XY ungelöscht
Ich habe mein Smartphone verloren
Mein Handy war weg. Als ich nach Hause kam, mitten in der Nacht, total von der Rolle, rief ich es zehnmal an, drehte die Wohnung auf links, beschimpfte meine Partnerin und weckte das halbe Haus. Dann fiel ich mit Filmriss ins Bett, abwärts in eine Traumwelt.

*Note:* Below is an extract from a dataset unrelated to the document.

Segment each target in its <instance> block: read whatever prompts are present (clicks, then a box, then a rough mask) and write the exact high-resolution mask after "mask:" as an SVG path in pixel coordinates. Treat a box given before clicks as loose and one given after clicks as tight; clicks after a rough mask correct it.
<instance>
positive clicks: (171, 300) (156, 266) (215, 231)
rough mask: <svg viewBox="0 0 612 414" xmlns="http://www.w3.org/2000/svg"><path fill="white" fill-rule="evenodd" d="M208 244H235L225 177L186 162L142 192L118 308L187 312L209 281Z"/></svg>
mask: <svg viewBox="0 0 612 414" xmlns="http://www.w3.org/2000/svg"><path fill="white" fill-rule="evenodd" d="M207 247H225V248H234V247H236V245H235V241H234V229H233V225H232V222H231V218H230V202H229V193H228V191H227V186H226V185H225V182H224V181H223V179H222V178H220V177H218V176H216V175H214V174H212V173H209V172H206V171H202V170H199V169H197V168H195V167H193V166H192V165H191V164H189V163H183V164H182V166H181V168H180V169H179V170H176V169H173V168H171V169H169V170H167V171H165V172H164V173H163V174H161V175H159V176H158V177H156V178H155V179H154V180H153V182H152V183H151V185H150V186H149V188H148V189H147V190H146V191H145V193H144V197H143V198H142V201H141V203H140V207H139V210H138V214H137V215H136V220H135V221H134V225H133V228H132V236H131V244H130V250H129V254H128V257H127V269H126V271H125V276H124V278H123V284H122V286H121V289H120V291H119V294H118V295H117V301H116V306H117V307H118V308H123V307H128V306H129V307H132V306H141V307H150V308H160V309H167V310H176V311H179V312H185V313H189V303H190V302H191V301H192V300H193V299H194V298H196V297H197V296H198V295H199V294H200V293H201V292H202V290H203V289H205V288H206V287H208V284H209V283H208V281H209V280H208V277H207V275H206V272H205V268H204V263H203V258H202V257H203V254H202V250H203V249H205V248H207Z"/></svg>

Der Traum war eine Art Vorhölle. In meiner Wohnung türmte sich Elektronikschrott. Das ignorierte ich, denn ich musste dringend das letzte Erinnerungsabbild meines Handys aufrufen und die Nachrichten durchgehen. Ich war auf der Suche nach Dingen, die ich zu verbergen habe.

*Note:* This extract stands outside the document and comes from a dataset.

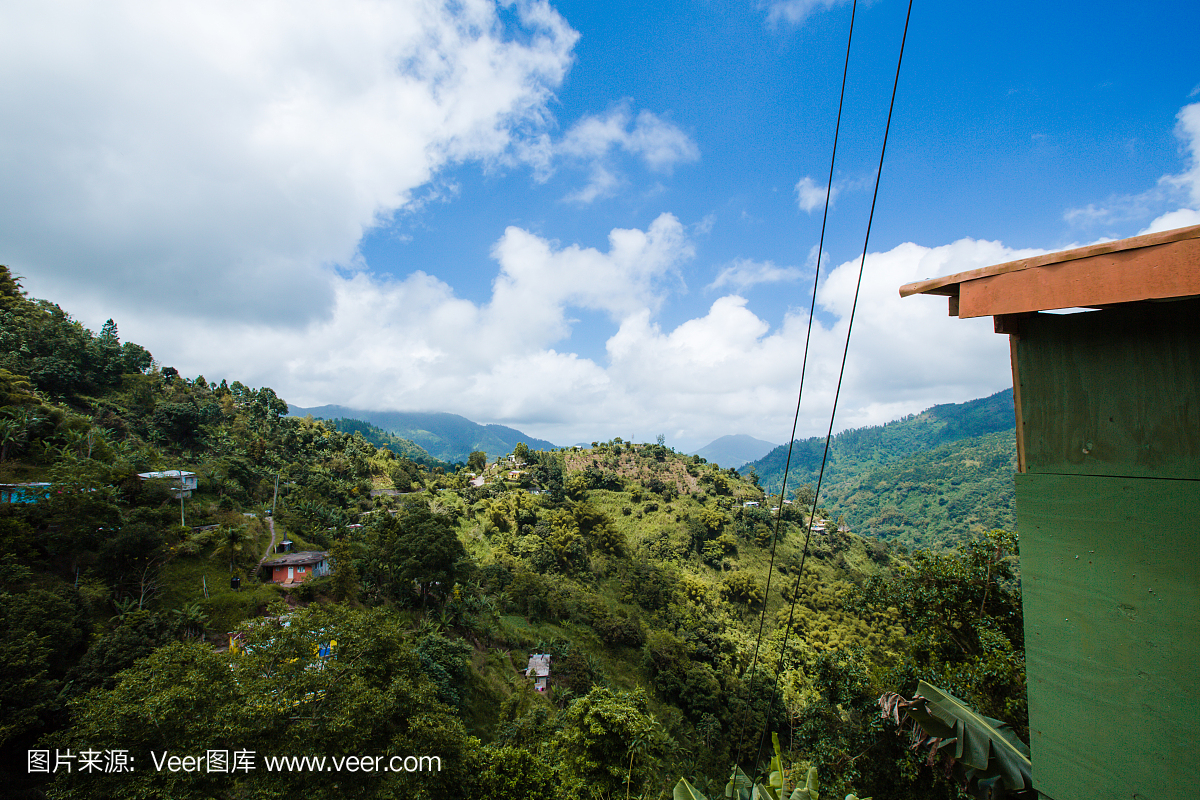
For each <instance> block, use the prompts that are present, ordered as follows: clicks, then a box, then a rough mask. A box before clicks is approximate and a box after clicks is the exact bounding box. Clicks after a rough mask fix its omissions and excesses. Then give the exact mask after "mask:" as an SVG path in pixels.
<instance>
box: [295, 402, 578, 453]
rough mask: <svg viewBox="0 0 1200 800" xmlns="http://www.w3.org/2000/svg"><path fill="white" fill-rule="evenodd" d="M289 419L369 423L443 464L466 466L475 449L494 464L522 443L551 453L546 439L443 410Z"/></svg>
mask: <svg viewBox="0 0 1200 800" xmlns="http://www.w3.org/2000/svg"><path fill="white" fill-rule="evenodd" d="M289 414H290V415H292V416H306V415H312V416H314V417H317V419H325V420H336V419H349V420H360V421H362V422H368V423H371V425H372V426H374V427H377V428H380V429H383V431H385V432H388V433H391V434H392V435H395V437H398V438H401V439H407V440H409V441H412V443H414V444H416V445H419V446H420V447H421V449H424V450H425V451H426V452H427V453H428V455H430V456H432V457H433V458H437V459H439V461H443V462H451V463H463V464H464V463H467V457H468V456H469V455H470V453H472V452H473V451H475V450H481V451H484V452H486V453H487V457H488V459H491V461H494V459H496V458H498V457H499V456H503V455H505V453H509V452H512V449H514V447H516V446H517V443H520V441H523V443H526V444H527V445H528V446H529V447H532V449H533V450H554V449H556V446H557V445H553V444H551V443H548V441H546V440H545V439H538V438H535V437H530V435H527V434H524V433H522V432H520V431H517V429H516V428H509V427H506V426H503V425H479V423H478V422H472V421H470V420H468V419H467V417H464V416H460V415H457V414H448V413H444V411H370V410H362V409H353V408H346V407H343V405H318V407H314V408H300V407H294V408H292V409H290V410H289Z"/></svg>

Es kommt einiges zusammen. Fehltritte, Lügen, Zahnersatz. Dann die vielen Peinlichkeiten und bahnbrechenden Geschäftsideen: Ich bin der Erfinder der Möbel aus Riesen-Lego. Ich habe eine Waschmaschine mit Tragegriffen entworfen. Die Küchenschränke mit Spülfunktion sind auch von mir, wusstet Ihr das? Man kann es in meinen Nachrichten lesen. Sicher steht da auch, wo ich gestern war. Wenn jemand mein Smartphone findet, kommt das alles raus.

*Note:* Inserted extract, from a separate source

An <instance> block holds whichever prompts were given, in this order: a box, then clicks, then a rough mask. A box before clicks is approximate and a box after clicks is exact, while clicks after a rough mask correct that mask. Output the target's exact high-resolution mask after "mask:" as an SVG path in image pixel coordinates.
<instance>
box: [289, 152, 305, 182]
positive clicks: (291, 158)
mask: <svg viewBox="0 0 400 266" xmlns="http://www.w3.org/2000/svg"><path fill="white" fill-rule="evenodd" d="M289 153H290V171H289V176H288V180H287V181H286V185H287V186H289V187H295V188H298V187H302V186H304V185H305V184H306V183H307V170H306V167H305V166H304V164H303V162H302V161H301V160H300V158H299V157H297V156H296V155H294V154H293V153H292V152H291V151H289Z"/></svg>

Während ich mein Gedächtnis durchscrollte, stellte ich mir die Finder meines Handys vor. Vor der Kamera erschienen die Nasen fremder Leute, in Weitwinkel. Finger wischten in meiner Intimsphäre herum.
Bei den Kiddies und Junkies mache ich mir überhaupt keine Sorgen, die resetten das Gerät und verchecken es auf einem Klo — schwamm drüber. Die Hausfrauen und kleinen Angestellten nehmen sich vor, es morgen beim Fundbüro abzugeben, vergessen es aber in ihrer Kramschublade — geschenkt.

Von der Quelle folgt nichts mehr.